U.S Transportation Secretary Raymond LaHood took a tour of some of Puerto Rico’s major infrastructure projects Tuesday, when Gov. Luis Fortuño outlined the $23 million in federal funds the island is spending on safety and airport development projects.
The lion’s share of the $23 million — $22.5 million — are earmarked to improve the Luis Muñoz Marín International Airport’s runways, while $900,000 will be assigned to fund a newly created consortium between Puerto Rico and Rhode Island to attract new direct flights between LMM and the Culebra airport, Fortuño explained.
Cape Air is the Rhode Island-based carrier that would likely benefit from such talks.
Calling LaHood an “ally” in the local government’s efforts to develop cutting-edge infrastructure for Puerto Rico, Fortuño said: “we’ve taken forward-looking steps to guarantee a close relationship with our federal allies and to use the funds we’ve received responsibly and efficiently.”
During a walk-through of the LMM airport, Fortuño, LaHood and Resident Commissioner Pedro Pierluisi inspected Terminal A’s new baggage handling system installed for its new tenant, JetBlue. A dozen employees run the system that cuts back on the time passengers need to wait for their luggage upon arrival.
“Every minute that a tourist is not waiting for their luggage at the airport is an extra minute that the tourist is enjoying exquisite Puerto Rican cuisine in one of our restaurants or an extra minute that this tourist is shopping in Puerto Rico,” Fortuño said.
The government officials also inspected the improvements already completed to LMM’s runway 8-26 — the longest of the airport’s two landing strips — at a cost of $19 million split between federal funds (75 percent) and local money (25 percent.)
As News is my Business reported in January, the improvements will allow larger aircraft to land in Puerto Rico and will give the airport the ability to welcome all types of planes and expand the airport’s operations, which could lead to increased tourism and business for the island.

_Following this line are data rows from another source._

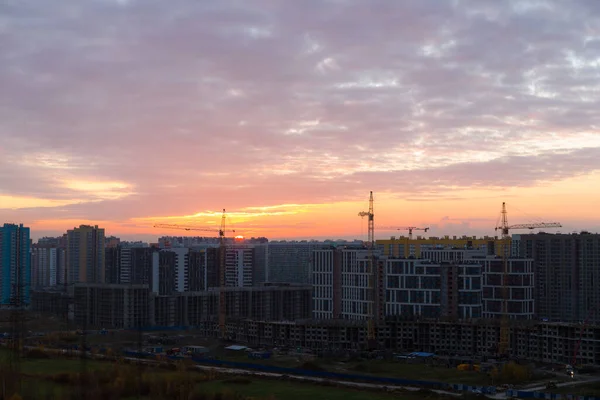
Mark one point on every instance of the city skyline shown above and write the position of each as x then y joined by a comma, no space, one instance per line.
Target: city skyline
123,114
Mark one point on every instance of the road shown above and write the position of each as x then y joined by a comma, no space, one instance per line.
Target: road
579,380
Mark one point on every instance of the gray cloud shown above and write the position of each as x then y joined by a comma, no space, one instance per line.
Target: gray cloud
196,104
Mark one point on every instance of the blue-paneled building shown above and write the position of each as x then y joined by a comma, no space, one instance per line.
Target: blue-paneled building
15,265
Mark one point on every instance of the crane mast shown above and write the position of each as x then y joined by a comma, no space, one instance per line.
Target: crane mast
410,229
222,254
504,229
371,334
222,298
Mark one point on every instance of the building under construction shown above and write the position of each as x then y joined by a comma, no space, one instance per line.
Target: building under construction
264,303
533,341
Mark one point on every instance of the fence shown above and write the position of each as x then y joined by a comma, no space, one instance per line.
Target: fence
550,396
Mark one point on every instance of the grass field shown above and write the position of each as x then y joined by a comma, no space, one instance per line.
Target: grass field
37,383
380,368
302,391
591,389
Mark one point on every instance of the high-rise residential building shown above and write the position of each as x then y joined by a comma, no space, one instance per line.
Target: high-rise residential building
85,255
127,263
15,265
520,287
567,273
48,260
47,263
239,266
405,247
419,287
589,278
453,283
341,284
289,261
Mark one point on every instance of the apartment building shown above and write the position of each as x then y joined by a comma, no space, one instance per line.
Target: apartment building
15,265
342,281
420,287
262,303
122,306
239,266
47,265
290,261
520,287
85,255
567,271
557,272
404,247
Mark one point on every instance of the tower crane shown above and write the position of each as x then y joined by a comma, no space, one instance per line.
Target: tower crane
410,229
505,229
222,248
371,334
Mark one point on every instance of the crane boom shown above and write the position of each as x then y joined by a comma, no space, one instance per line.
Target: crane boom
504,228
185,228
222,253
410,229
371,334
536,226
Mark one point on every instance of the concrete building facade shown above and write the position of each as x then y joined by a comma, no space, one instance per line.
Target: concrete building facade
111,306
46,265
15,265
85,255
404,247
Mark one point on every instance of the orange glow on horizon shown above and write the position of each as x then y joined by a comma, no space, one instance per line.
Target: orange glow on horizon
456,212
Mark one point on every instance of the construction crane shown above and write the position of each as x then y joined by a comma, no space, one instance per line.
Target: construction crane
222,253
371,334
505,240
410,229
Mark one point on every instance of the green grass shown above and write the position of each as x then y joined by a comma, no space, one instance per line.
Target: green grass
422,372
379,368
302,391
56,365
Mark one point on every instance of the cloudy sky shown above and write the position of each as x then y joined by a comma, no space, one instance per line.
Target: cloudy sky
127,113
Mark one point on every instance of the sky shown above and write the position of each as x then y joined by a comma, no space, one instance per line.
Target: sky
286,113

The to-do list also includes improvements to the “Sierra” runway, which runs parallel to runway 8-26, at a cost of $10.4 million.The Caparra Interchange System is where PR-20, Kennedy Avenue, Martínez Nadal Avenue, Roosevelt Avenue, and San Patricio Avenue meet. (Credit: Google Maps)
Road trip to Guaynabo, Condado
During his visit, LaHood also checked out the improvements planned for the Caparra Interchange System, the junction where at least four major roads — Route 2, Route 20, PR-165 and PR-23 — meet near the San Patricio Plaza mall in Guaynabo.
All tolled, the government is investing $19 million to help alleviate the traffic snarls by adding an extra lane in both directions, a rotunda, and six new off-ramps. The projects are expected to break ground in October and be completed in 2014.
As this media outlet also reported, Puerto Rico received $10 million from the U.S. Department of Transportation, during the third round of the federal Transportation Investment Generating Economic Recovery (TIGER) program announced last year.
The tour with LaHood also included a visit to the recently inaugurated Dos Hermanos Bridge in the Condado area, for which the government spent nine years and $45 million to rebuild.